What If the Internet Could Tell Your Agent What Is Possible?

#ai #browserautomation #opensource #devtools

Every browser automation tool makes the same mistake: they give you a browser and say "figure it out." You write selectors, handle popups, manage sessions, retry failures — all before you've done anything useful.

What if the internet itself could tell your agent what's possible?

That's the idea behind AIR (Agent Internet Runtime). Instead of hardcoding selectors, your agent asks a site what capabilities it supports, gets execution guidance, and reports what worked — building a shared knowledge layer that every agent benefits from.

Here's how it works in practice.

The Three-Step Pattern

Every interaction follows the same flow:

Step 1 — Browse. Ask a domain what capabilities exist. You get back a structured list: search, login, add-to-cart, fill-form, etc. Each has confidence scores and selector hints.

Step 2 — Execute. Pick a capability and pass your parameters. AIR returns the optimal execution path: sometimes an API shortcut, sometimes verified macro steps, sometimes selector guidance for uncharted territory.

Step 3 — Report. After your agent acts, it reports what happened — which selectors worked, what failed, what it observed. This is where the flywheel turns. Every report improves guidance for the next agent.

A Real Example: Searching Hacker News

Instead of writing:

driver.get("https://news.ycombinator.com")
search_box = driver.find_element(By.CSS_SELECTOR, "input[name='q']")
search_box.send_keys("browser automation")
search_box.submit()

You do:

# Step 1: What can I do here?
caps = air.browse_capabilities("news.ycombinator.com")
# Returns: search_stories, view_comments, submit_story...

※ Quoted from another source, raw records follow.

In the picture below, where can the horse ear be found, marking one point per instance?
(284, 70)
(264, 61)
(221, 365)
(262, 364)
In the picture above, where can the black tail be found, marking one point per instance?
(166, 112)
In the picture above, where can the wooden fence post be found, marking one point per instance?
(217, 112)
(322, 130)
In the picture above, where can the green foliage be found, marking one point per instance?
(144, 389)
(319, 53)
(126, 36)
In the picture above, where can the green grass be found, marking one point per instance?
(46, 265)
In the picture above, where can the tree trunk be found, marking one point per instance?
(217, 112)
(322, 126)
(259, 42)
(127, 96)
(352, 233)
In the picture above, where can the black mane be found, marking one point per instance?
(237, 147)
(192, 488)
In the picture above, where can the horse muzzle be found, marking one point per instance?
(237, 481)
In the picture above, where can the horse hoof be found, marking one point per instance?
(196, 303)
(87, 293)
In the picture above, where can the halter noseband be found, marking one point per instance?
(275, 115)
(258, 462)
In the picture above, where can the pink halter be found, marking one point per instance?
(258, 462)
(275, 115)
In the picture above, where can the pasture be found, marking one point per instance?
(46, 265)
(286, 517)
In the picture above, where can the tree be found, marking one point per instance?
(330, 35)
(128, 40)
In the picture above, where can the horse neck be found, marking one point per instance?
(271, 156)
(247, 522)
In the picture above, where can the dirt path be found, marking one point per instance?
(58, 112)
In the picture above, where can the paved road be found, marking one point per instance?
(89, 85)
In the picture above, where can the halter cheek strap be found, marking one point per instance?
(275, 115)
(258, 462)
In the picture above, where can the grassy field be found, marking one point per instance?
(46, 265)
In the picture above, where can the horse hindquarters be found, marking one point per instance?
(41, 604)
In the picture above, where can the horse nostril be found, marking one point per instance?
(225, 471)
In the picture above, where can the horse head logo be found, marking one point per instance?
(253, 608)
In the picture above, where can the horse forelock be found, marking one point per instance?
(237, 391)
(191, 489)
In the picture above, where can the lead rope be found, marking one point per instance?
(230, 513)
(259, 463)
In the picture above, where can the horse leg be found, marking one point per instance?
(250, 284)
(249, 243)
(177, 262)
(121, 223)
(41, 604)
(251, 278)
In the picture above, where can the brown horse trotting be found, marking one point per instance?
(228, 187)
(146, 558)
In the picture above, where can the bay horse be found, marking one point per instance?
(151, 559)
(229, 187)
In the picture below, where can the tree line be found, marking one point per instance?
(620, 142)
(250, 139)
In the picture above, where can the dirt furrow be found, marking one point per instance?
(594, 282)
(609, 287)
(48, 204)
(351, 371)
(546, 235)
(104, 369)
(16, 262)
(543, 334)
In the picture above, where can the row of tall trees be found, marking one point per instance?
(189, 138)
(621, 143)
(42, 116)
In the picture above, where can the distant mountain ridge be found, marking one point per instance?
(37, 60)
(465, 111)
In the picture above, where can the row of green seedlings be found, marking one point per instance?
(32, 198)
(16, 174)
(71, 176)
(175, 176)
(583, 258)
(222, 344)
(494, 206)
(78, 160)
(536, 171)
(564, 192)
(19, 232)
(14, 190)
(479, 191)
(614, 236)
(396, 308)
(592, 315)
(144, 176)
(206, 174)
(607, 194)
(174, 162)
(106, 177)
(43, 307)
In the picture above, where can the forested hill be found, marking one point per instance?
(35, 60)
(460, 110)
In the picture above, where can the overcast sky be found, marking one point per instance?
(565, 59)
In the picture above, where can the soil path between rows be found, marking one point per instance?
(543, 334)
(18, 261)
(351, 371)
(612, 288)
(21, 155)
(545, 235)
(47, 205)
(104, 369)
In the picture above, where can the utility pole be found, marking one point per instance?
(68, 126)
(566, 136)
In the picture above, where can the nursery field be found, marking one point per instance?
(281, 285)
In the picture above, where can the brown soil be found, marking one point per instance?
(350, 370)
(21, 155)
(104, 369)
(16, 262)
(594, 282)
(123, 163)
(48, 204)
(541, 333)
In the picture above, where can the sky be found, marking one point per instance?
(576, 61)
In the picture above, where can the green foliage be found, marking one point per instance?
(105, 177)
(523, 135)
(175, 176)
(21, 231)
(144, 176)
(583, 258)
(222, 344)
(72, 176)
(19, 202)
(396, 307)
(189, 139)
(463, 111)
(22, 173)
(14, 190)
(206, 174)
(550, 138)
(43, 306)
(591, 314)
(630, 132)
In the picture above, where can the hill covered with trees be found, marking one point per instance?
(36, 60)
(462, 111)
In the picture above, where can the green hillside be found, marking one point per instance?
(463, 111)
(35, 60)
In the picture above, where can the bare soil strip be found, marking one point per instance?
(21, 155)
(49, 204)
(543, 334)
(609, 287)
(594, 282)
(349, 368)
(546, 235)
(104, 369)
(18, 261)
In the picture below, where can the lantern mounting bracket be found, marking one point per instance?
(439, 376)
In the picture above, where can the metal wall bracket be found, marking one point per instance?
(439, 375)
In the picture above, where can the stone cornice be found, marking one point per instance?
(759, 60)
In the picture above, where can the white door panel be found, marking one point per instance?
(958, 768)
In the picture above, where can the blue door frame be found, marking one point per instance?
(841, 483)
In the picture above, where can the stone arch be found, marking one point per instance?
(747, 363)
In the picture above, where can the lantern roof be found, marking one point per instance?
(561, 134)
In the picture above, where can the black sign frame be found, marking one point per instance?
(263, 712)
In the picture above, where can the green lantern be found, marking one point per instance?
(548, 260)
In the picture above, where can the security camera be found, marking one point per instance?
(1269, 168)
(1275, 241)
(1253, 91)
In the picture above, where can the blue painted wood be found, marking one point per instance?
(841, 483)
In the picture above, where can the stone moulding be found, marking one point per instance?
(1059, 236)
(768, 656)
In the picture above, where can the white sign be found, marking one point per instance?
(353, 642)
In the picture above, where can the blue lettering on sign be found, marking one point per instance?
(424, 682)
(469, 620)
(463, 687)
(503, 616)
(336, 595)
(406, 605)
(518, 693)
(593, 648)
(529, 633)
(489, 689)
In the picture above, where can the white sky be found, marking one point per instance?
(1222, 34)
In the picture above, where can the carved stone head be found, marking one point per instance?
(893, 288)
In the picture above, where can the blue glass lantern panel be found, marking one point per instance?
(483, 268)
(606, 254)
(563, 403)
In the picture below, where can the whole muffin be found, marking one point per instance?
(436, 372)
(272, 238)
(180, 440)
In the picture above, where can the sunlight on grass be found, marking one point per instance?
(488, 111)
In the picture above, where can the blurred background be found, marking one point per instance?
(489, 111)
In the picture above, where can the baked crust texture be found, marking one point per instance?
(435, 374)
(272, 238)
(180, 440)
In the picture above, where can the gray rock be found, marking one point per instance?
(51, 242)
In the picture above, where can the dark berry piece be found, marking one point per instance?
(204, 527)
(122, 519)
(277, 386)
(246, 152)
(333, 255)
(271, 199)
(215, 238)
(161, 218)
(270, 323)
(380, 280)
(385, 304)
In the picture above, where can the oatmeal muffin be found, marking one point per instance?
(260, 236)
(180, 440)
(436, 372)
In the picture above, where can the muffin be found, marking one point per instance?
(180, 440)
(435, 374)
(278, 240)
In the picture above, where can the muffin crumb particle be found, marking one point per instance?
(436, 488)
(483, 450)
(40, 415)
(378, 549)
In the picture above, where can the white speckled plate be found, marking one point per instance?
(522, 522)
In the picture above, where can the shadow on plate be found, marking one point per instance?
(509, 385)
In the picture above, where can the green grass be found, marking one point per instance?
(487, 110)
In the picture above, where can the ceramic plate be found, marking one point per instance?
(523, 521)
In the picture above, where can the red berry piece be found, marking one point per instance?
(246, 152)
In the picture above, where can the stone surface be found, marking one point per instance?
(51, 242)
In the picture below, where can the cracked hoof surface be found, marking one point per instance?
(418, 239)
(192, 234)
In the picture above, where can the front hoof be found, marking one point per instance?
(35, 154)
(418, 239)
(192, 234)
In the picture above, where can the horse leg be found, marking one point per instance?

# Step 2: How do I search?
plan = air.execute_capability(
    domain="news.ycombinator.com",
    capability="search_stories",
    params={"query": "browser automation"}
)
# Returns: execution steps with verified selectors

# Step 3: Report what happened
air.report_outcome(
    domain="news.ycombinator.com",
    capability="search_stories",
    steps=[...],  # what you actually did
    success=True
)

The difference: your code doesn't break when HN changes their DOM. The collective knowledge layer already has updated selectors from other agents who visited recently.

Why This Matters

Traditional browser automation is O(n) — every new site requires new code. AIR makes it O(1) amortized — once any agent figures out a site, every agent benefits.

The numbers back this up. In our benchmarks, agents using AIR's collective intelligence layer use 7,000x fewer tokens per successful action compared to agents that screenshot-and-reason their way through pages.

Try It

AIR SDK is open and available as an MCP server. If you're building agents that touch the web, the browse → execute → report pattern is worth trying. The SDK handles the knowledge layer; you handle the logic.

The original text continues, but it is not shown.